そのうち、お友達との約束の時間が迫ってきて、彼女の中の強迫の悪魔もあきらめだすのです。これが治療です。とにかく強迫の悪魔があきらめるのを待つ。なので、お友達って本当にありがたい存在ですね。強迫の悪魔に勝つ要素を沢山持っている。
もし、お友達と約束をしてない場合は、テレビを付けておくといいでしょう。強迫の悪魔に取り憑かれていても、好きな番組がやっていたら、集中して見たいという欲求が優って、強迫の悪魔はあきらめます。
こんな感じで何とか毎日の宿題を乗り切っていました。
加害恐怖
小学校に上がるとテストというものが存在します。まさか、ここで症状が現れるとは思いませんでした。
ある日学校から帰ってくると、
「ママー、今日テストがあったんだけど、隣の子の答え見ちゃったかもしれない。どうしよう、先生に言って、その分の点数引いてもらわないといけない」と半ベソをかきながら訴えてきました。
私はいつものように「へぇ〜、そうなんだぁ」と答え、曖昧にし、強迫の悪魔には答えないようにしました。
しかし、その事が気になったので、後日、個人懇談で先生にその事について聞きました。
すると、先生はとんでもない行動をしていたのです。なんと娘だけ席を友達から離して黒板の真前の席に移動させていたのです。
私は先生に聞きました
私「娘は先生になんと言ったのですか?」
先生「お友達の答えが見えちゃったと言ったから、じゃあ、席をここに移動する?と娘さんに聞いたら、そうすると言ったので移動しました」
私「そんな事したら、周りのお友達が不思議がりますよねぇ?大丈夫だったんですか?」
先生「〇〇ちゃんはみんながうるさくて勉強ができないからここの席にするんだってー。と言ったら、みんな不思議がらなかったですよ」
とこんなやりとり。
私個人の考えとして、この対応には不快しかなかったです。まあ、この他にもこの先生に対しては「ん?」って言う疑問が多かったですし、実は姉の学年も受け持った事がある先生だったのでその時から評判はイマイチでした。なのだ心配はしていたのですが、やっぱりかぁ〜と言う印象でしたね〜。
そして、家ではまた違った形で不完全恐怖が出ました。
ハンバーグの形が崩れていたら、暴れだすのです。ある日、ハンバーグが少し崩れてしまい、それを夕食にだしたら、「こんなぐちゃぐちゃなのは嫌だー」と怒りだしたのです。私はすぐに強迫だと気づきました。なぜなら、娘の目が強迫の目に変わったからです。

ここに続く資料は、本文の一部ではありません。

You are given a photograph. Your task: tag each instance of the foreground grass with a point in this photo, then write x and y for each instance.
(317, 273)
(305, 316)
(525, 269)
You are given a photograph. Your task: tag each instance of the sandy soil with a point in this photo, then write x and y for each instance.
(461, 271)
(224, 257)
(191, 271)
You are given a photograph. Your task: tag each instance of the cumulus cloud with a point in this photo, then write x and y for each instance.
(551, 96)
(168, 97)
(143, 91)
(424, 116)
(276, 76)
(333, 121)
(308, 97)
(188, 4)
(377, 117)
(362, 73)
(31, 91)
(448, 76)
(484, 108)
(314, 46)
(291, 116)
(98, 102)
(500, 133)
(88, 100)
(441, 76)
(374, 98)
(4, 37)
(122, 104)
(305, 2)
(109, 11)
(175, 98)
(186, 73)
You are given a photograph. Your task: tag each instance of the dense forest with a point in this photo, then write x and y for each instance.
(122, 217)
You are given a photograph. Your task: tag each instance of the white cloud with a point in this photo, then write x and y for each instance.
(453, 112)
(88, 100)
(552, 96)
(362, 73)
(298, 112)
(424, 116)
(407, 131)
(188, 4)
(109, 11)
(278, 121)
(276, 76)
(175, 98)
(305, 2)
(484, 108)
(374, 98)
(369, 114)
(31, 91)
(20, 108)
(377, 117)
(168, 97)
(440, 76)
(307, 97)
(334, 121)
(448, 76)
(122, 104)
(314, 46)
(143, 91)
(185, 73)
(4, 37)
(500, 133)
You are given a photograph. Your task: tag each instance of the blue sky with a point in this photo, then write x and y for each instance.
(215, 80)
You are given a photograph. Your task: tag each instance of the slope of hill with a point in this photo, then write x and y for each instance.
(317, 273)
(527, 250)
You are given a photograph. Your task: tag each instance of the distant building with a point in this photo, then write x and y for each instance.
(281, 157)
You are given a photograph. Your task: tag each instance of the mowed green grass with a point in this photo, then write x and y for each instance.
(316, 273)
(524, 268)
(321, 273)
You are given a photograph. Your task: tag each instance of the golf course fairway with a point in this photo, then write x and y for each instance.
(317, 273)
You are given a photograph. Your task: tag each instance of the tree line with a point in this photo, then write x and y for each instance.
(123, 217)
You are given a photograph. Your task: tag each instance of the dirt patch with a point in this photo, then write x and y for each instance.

せっかくの楽しい夕食時だから、この強迫を早く治めさせるには、形のキレイなハンバーグと交換すればいいのです。しかし、それでは、治療になりません。絶対にこの形の崩れたハンバーグを娘に食べさせないといけないのです。
だから私は「今日のハンバーグはこれしか無いから、これを食べて!」
娘「こんなの嫌だ!パパのと交換して」
私「パパのはパパの。〇〇ちゃんのはコレだからコレを食べて!」
と言って、泣きわめいて、暴れている娘の事はスルーして、お姉ちゃんとご飯を食べ始めました。すると、数十分後には強迫の悪魔も諦めたのか食べ始めるのです。
そして、その時必ず娘は「ママ、ごめんなさい」と言って悲しそうに泣き始めるのです。こうなると、いつもの可愛い娘に戻った証拠なので、私は「いいよ。じゃあ、一緒に食べよ」と声をかけるのでした。
これがいつも決まった一連の流れです。これがかなりの労力を使うので、どっと疲れが溜まるのです。また、次々現れる新しい強迫症状に絶望し、娘の将来を悲観し、この先どうなるのだろうと不安にさいなまれ、毎日毎日、親子で精一杯生きていたのでした。